2.5 Statistical analysisSPSS 25.0 software (Chicago, IL, USA) was used. Continuous variables with a normal distribution were presented as mean ± standard deviation, and independent samples t-test was used for between-group comparisons. Categorical variables were presented as counts or percentages, and between-group comparisons were conducted using chi-square or rank-sum tests. Multiple-factor logistic regression analysis was employed to identify factors influencing MVI in cHCC-CCA patients. Receiver operating characteristic (ROC) curve was plotted to analyze the predictive value of the influencing factors on MVI. A significance level of P<0.05 was considered statistically significant.

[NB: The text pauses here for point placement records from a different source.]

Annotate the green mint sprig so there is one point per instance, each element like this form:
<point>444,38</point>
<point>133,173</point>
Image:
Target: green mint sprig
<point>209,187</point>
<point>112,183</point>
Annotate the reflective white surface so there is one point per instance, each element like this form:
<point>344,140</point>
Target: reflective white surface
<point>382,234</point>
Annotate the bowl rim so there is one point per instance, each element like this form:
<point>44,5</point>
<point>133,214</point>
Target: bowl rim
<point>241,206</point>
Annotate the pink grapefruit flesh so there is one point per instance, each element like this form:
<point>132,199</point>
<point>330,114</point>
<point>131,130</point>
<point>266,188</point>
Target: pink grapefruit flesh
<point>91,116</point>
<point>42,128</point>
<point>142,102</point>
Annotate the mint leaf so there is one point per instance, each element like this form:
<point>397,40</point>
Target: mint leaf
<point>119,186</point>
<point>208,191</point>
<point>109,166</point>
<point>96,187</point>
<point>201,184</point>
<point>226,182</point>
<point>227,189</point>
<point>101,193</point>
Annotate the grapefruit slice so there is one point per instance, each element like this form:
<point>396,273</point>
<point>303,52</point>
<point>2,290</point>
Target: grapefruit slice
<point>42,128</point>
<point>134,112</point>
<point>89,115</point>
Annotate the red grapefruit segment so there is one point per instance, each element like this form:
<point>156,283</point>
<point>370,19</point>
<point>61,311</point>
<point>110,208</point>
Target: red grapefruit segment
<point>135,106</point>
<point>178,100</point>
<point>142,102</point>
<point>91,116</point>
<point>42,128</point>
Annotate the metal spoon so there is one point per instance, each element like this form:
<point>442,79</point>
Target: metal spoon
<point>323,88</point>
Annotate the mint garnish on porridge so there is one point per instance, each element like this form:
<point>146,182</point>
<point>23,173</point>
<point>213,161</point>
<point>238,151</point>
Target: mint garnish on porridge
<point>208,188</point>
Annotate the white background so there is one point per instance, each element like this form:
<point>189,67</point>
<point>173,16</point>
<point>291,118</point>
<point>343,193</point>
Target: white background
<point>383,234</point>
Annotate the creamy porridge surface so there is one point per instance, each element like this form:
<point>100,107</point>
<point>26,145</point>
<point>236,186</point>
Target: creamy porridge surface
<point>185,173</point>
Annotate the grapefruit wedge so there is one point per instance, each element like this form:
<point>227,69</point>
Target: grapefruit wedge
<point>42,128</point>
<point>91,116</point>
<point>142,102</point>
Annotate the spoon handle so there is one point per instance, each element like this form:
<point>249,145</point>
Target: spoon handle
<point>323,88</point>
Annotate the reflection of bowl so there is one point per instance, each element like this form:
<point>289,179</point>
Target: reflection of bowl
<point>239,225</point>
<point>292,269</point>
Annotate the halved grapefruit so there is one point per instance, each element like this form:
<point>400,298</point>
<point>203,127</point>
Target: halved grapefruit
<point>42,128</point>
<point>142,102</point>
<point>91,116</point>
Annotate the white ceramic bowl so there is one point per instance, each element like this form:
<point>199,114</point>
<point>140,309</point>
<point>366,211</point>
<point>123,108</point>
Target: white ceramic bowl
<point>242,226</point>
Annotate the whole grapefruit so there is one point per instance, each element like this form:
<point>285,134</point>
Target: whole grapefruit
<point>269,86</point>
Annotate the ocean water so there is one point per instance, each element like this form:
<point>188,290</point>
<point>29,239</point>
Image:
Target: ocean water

3 Results3.1 Clinicopathologic characteristicsThis study included a total of 57 patients, of which 47.4% (27/57) were positive for MVI and 52.6% (30/57) were negative for MVI. The clinical and pathological characteristics of the two groups of patients are compared in Table 1. There were significant differences between the MVI-positive and MVI-negative groups in terms of tumor size (6.72 ± 3.12 cm vs. 4.29 ± 2.18 cm, p<0.001) and AFP level >400 ng/mL (p=0.046). No significant differences were observed between the two groups in other clinical and pathological data, including age, gender, hepatic background, cirrhosis status, lymph node metastasis, and liver capsule invasion (p>0.05 for all).
Table 1. Clinicopathologic characteristics of patients with cHCC-CCA.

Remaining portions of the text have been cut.